2021/11/09に公開約20,900字

この記事は JSON Type Definition schema を理解するためのチュートリアルです.
もしかするとあなたは(中略)JTD が正式に定義されている RFC 8927 に興味を持っているかもしれません.
しかし多くの人にとっては,このチュートリアルのほうが理解しやすいでしょう.さっそく始めましょう!

JSON Type Definition schema とはなにか

"JSON Type Definition" とは,単なる JSON 文書です(JSON Typedef とか JTD とも呼びます).

{
  "properties": {
    "name": { "type": "string" },
    "isAdmin": { "type": "boolean" }
  }
}

これを YAML 形式で書くと,次のようになります:

properties:
  name:
    type: string
  isAdmin:
    type: boolean

技術的には JSON で書かれたスキーマのみが有効ですが,まずスキーマを YAML で書き,最後の最後で JSON に変換することはかなり一般的な手法でしょう.

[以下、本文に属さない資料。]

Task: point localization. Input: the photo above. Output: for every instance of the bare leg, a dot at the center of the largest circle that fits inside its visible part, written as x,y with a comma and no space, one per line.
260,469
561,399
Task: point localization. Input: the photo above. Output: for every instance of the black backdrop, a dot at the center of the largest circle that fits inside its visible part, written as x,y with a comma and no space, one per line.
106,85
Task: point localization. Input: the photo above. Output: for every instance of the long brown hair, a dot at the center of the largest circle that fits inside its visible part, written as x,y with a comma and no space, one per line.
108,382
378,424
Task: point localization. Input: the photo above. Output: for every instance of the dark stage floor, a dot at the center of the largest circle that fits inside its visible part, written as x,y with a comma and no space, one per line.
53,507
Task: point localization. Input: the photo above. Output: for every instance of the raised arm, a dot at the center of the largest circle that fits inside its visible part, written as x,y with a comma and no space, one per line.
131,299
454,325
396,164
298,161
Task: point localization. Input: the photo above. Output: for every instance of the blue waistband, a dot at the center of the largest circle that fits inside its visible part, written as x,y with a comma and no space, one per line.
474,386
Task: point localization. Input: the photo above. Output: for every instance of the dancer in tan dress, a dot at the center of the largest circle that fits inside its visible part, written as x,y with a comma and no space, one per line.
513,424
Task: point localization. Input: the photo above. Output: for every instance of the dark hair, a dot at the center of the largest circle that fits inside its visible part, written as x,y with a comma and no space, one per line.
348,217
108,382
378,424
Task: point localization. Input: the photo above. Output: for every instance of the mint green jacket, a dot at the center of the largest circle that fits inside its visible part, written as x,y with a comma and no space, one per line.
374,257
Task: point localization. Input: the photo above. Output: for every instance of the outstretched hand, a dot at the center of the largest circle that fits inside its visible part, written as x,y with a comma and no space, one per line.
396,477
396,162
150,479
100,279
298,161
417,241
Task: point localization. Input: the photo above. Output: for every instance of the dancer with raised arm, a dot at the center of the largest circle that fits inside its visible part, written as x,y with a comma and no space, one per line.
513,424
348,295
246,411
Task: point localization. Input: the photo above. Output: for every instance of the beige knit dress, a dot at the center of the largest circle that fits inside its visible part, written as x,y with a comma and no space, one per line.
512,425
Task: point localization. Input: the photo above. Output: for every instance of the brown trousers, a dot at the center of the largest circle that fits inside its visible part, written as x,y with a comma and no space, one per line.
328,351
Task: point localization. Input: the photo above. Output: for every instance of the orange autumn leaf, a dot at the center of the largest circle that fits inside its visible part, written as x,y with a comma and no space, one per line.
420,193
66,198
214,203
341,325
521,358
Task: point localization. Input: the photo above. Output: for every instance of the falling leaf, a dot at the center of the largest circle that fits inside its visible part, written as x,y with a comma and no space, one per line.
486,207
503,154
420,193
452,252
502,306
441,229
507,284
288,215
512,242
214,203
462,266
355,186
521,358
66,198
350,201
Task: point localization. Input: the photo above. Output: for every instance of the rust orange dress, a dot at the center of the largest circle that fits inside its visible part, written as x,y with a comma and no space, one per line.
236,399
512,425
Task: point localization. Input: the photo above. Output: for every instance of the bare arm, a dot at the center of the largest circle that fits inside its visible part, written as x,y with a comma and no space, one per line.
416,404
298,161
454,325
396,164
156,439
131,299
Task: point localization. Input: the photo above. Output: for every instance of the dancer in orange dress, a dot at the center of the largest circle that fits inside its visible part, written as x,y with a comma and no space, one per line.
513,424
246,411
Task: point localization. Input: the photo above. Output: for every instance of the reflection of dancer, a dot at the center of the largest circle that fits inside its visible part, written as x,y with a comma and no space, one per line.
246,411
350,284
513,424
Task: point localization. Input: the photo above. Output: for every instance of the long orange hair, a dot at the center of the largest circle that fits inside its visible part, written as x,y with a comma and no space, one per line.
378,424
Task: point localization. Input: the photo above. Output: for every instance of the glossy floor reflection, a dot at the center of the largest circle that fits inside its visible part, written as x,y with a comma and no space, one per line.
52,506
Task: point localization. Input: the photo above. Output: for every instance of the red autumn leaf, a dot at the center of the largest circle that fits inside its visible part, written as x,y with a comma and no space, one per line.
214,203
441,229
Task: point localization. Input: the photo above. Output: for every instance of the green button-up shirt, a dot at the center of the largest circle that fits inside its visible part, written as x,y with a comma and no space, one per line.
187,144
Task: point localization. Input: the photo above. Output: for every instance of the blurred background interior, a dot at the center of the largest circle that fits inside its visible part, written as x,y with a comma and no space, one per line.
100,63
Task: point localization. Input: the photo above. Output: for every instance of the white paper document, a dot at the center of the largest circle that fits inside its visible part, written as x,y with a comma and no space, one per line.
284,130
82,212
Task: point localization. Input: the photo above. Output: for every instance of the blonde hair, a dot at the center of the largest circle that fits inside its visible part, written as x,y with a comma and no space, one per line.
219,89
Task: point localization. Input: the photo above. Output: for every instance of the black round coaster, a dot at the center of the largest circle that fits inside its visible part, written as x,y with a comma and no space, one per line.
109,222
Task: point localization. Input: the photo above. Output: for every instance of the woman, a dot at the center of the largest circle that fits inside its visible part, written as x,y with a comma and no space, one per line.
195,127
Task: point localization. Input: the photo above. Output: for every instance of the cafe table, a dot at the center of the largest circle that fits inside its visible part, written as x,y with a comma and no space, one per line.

また,スキーマには 8つの形式があります.あるスキーマがどの形式を採用しているかは,そのスキーマに含まれるキーワードからわかります.また,8つの形式とは以下のことを指しています:

eight forms

  • empty: Java でいう Object や Typescript でいう any を扱う形式

  • type: Java や Typescript でいう primitive type を扱う形式

  • enum: Java や Typescript でいう enum を扱う形式

  • elements: Java でいう List<T> や Typescript でいう T[] を扱う形式

  • properties: Java でいう Class や Typescript でいう interface を扱う形式

  • values: Java でいう Map<String, T> や Typescript でいう { [key: string]: T} を扱う形式

  • discriminator: タグ付き Union を扱う形式[1]

  • ref: スキーマを再利用するためのもの.通常は同じことを繰り返さないようにする.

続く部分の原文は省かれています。